FAZIA SETE MESES, contados dia a dia, que os passageiros do balão haviam sido lançados na ilha Lincoln. Durante todo esse tempo, a despeito de todas as buscas realizadas, nenhum ser humano surgira à sua frente. Em momento algum, uma fumaça qualquer denunciara a presença do homem na superfície da ilha ou um trabalho manual atestara sua passagem por ela, nem em época remota, nem em época recente. Não só parecia desabitada, como tudo indicava jamais tê-lo sido. E agora eis que todo aquele arcabouço de deduções se esboroava ante um simples fragmento de metal, encontrado no corpo de um inofensivo roedor!
Ora, evidentemente o chumbo saíra de uma arma de fogo, e que outro ser que não o humano faz uso desse tipo de arma?
Quando Pencroff pousou o chumbinho sobre a mesa, seus companheiros quedaram-se pasmos. Todas as consequências daquele incidente, considerável a despeito de sua aparente insignificância, irromperam atabalhoadamente em seus espíritos.

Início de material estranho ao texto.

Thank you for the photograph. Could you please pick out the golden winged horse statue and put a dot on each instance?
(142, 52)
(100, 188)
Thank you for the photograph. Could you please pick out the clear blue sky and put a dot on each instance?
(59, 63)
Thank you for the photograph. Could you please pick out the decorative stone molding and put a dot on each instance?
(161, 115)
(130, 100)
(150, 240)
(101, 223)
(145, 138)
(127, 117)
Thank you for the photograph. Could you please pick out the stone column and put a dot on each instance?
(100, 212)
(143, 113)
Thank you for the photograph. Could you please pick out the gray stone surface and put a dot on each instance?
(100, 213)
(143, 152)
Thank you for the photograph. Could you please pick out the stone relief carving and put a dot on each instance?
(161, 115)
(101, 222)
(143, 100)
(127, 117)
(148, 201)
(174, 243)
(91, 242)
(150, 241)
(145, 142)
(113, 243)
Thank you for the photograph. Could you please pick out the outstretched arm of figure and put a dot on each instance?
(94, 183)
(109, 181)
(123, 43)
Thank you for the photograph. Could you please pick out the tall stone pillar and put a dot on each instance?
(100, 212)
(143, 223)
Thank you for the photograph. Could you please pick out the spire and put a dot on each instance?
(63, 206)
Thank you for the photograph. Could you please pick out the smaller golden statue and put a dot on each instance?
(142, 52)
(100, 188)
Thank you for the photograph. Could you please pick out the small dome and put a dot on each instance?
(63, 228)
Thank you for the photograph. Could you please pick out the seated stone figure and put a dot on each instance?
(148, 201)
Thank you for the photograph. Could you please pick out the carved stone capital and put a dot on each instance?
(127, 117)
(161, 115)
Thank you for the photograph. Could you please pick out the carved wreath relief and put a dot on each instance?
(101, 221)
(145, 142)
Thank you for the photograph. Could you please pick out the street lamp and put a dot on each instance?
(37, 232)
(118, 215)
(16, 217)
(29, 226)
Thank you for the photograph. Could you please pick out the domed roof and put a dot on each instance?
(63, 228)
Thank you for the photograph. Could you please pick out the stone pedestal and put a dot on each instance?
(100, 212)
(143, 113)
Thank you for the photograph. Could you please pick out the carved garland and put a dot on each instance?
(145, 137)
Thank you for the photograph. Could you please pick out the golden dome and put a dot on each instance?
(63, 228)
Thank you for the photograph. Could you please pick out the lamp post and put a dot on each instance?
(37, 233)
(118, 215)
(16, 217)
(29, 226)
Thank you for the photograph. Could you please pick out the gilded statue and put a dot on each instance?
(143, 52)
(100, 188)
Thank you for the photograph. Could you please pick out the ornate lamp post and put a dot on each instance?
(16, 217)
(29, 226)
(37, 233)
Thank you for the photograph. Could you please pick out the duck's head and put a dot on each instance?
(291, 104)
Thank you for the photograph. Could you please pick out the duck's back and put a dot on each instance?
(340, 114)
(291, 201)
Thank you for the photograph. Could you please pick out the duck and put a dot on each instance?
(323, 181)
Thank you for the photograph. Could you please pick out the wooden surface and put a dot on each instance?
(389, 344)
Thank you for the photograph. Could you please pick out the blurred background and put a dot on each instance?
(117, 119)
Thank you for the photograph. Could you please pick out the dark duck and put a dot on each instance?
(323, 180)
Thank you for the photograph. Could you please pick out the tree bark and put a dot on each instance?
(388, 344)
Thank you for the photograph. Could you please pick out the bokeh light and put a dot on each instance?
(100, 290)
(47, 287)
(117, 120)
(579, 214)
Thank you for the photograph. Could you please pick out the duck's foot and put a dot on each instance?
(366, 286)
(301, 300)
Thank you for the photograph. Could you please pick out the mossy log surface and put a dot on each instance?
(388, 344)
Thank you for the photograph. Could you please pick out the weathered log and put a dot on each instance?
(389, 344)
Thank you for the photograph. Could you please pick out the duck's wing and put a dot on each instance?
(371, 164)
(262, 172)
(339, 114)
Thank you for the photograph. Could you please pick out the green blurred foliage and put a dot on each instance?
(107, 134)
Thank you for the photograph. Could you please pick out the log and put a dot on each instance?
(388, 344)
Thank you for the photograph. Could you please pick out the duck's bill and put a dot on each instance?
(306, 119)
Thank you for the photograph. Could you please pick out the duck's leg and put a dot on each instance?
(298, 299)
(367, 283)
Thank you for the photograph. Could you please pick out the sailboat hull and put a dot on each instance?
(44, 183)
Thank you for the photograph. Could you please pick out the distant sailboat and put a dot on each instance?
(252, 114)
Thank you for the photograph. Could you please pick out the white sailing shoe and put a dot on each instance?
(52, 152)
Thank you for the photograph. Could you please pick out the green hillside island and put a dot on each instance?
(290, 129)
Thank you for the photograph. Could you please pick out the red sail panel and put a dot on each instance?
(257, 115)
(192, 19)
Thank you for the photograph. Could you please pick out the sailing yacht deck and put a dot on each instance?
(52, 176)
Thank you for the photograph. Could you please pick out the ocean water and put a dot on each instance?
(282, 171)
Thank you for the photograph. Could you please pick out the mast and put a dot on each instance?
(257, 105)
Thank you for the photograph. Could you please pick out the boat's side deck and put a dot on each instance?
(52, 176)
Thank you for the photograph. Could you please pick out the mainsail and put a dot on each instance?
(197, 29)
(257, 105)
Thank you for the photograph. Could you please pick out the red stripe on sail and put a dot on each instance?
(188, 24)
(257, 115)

A aparição súbita de uma criatura sobrenatural não os teria deixado mais perplexos.
Cyrus Smith não titubeou em ser o primeiro a formular as hipóteses que aquele fato, tão surpreendente quanto inesperado, deveria suscitar. Depois de pegar o projétil, virá-lo, revirá-lo e apertá-lo entre o indicador e o polegar, ele perguntou a Pencroff:
— Está em condições de afirmar que o porco-do-mato atingido por esse projétil tinha apenas três meses?
— Se tanto, sr. Cyrus — respondeu Pencroff. — Ele ainda mamava na mãe quanto o encontrei no fosso.
— Muito bem — prosseguiu o engenheiro —, isso prova que, no máximo três meses atrás, um tiro foi disparado na ilha Lincoln.
— E que uma bala de chumbo — acrescentou Gedeon Spilett — atingiu, embora não de maneira letal, essa cria.
— Não resta sombra de dúvida — concordou Cyrus Smith —, e eis algumas consequências que podemos deduzir deste incidente: ou a ilha era habitada antes de nossa aterrissagem ou homens aqui desembarcaram há no máximo três meses. Esses homens chegaram voluntária ou involuntariamente? Por conta de uma aterrissagem ou um naufrágio? É um ponto que só poderá ser elucidado mais tarde. Quanto ao que são, europeus ou malaios, inimigos ou amigos de nossos povos, isso nada nos autoriza antecipar; se ainda habitam a ilha ou se a deixaram, tampouco sabemos. Essas perguntas, contudo, nos concernem de maneira tão direta que não podemos ficar na incerteza por muito tempo.
— Não! Cem vezes não! Mil vezes não! — exclamou o marujo, levantando-se da mesa. — Não pode haver outros homens nesta ilha! Que diabos! A ilha não é grande, se fosse habitada, já teríamos topado com alguns de seus habitantes.
— O contrário, de fato, é que causaria espanto — reforçou Harbert.
— Muito mais espantoso, suponho — atalhou o repórter —, seria esse porco-do-mato ter nascido com um chumbinho no corpo!
— A menos — disse seriamente Nab — que Pencroff tenha...
— Como pode conceber tal coisa, Nab? — revoltou-se o marujo. — Por acaso acha que estou com uma bala de chumbo no maxilar há cinco ou seis meses sem perceber? Mas onde ela teria se escondido? — insistiu o marujo, abrindo a boca de maneira a mostrar os magníficos trinta e dois dentes que a guarneciam. — Examine bem, Nab, e, se encontrar um dente oco nesse ancinho, autorizo-o a arrancar uma dúzia!
— A hipótese de Nab é inadmissível, com efeito — concordou Cyrus Smith, que, apesar da gravidade de seus pensamentos, não reprimiu um sorriso. — O certo é que, no máximo há três meses, um tiro de espingarda foi disparado nesta ilha. No entanto, para mim, das duas uma: ou as criaturas quaisquer que irromperam nesta ilha encontram-se nela há pouquíssimo tempo ou então apenas passaram por aqui, pois se, na época em que descortinamos a ilha do cume do monte Franklin, ela estivesse habitada, teríamos visto ou sido vistos. O mais provável, portanto, é que, apenas algumas semanas atrás, uma tempestade tenha lançado náufragos num ponto qualquer do litoral. Seja o que for, temos que saber com certeza.